For nearly 40 years, the Jesuit priest known as “Bix” has protested against U.S. military programs and weapons. He’s been arrested dozens of times for trespassing during protests and jailed more than a half-dozen times.
He wasn’t arrested in South Korea, but he realized the 12-day trip could set his health back.
“I know I could go anytime,” Bichsel said.
He was weak upon returning Nov. 20, but has gotten stronger since then. And he was inspired by the trip.
Bichsel and nine other people —nearly all from the Puget Sound area—traveled to Jeju Island to commits acts of civil resistance against construction of a base by the South Korean Navy. The base has been under construction on the island off the southern tip of Korea for eight years. [Stars & Stripes]

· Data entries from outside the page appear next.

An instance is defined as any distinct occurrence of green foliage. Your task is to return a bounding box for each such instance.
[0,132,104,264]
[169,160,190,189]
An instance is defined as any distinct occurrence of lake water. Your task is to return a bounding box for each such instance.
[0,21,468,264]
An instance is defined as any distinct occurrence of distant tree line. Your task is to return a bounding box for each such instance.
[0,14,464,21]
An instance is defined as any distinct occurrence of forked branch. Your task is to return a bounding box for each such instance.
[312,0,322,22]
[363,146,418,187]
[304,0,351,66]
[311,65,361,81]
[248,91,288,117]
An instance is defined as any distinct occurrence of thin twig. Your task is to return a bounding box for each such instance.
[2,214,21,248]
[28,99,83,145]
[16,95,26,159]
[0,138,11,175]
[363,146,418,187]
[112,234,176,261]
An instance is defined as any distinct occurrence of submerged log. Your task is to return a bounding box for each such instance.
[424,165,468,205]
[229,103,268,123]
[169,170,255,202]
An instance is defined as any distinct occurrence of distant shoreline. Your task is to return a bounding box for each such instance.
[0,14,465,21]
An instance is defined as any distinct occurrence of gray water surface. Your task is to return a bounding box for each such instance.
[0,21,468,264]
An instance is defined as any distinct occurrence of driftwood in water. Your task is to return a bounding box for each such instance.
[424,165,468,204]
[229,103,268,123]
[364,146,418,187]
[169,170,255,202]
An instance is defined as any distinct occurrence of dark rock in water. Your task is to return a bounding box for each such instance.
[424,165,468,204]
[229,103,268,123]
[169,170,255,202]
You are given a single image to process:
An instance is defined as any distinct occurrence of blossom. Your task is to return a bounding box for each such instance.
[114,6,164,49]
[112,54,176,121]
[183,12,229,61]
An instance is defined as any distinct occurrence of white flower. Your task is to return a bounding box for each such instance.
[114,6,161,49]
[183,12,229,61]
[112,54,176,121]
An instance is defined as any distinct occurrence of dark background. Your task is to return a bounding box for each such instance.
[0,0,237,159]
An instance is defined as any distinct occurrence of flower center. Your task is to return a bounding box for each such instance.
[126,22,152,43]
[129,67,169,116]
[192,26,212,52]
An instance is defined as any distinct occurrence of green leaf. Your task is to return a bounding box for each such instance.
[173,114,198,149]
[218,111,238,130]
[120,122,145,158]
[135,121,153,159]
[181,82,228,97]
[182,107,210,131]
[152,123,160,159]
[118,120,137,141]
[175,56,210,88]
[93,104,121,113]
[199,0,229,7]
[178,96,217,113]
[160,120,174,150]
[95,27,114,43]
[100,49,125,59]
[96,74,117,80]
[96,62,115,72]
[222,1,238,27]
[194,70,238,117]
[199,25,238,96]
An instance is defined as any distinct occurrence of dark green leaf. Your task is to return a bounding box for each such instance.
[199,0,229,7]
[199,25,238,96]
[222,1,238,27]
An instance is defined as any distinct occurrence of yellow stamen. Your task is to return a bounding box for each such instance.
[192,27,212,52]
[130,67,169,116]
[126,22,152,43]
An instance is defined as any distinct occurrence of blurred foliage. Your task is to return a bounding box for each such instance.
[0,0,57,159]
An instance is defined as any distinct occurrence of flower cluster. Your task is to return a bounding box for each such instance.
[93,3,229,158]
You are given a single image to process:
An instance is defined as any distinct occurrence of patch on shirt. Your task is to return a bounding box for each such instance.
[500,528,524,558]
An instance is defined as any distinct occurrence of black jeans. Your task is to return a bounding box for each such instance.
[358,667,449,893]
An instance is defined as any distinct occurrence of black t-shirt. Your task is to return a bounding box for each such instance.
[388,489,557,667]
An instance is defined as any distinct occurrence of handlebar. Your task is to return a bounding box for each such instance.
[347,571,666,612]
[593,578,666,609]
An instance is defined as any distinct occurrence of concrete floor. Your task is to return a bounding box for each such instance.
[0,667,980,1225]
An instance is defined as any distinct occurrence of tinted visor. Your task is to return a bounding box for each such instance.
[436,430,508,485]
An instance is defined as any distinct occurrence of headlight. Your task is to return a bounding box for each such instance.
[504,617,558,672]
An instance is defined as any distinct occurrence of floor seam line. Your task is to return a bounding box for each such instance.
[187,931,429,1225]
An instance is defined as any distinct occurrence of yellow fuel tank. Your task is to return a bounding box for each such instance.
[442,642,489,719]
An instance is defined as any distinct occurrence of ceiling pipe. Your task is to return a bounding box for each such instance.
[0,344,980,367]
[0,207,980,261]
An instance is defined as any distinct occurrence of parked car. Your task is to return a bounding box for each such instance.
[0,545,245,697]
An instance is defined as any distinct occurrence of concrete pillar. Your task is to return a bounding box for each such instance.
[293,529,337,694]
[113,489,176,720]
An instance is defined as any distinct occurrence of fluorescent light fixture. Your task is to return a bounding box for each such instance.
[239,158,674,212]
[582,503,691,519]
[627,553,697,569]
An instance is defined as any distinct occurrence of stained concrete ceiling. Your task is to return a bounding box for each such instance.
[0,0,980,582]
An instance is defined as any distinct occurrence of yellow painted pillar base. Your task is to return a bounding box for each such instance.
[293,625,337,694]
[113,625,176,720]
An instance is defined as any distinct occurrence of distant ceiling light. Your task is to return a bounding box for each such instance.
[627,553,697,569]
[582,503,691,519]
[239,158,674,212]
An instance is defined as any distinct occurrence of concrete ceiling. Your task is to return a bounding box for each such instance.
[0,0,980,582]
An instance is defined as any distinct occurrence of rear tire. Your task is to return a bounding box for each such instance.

You can read more at the link, but what gets me about the whole Cheju Naval Base issue is that the leftists complain about the base provoking China when the Chinese is busy making claims against Korean territory and the territory of other countries in the region and have constructed an aircraft carrier to help enforce those claims. If the Chinese were not making aggressive territorial claims this base would have never been built in the first place and the leftists have the nerve to condemn the ROK government for provoking China?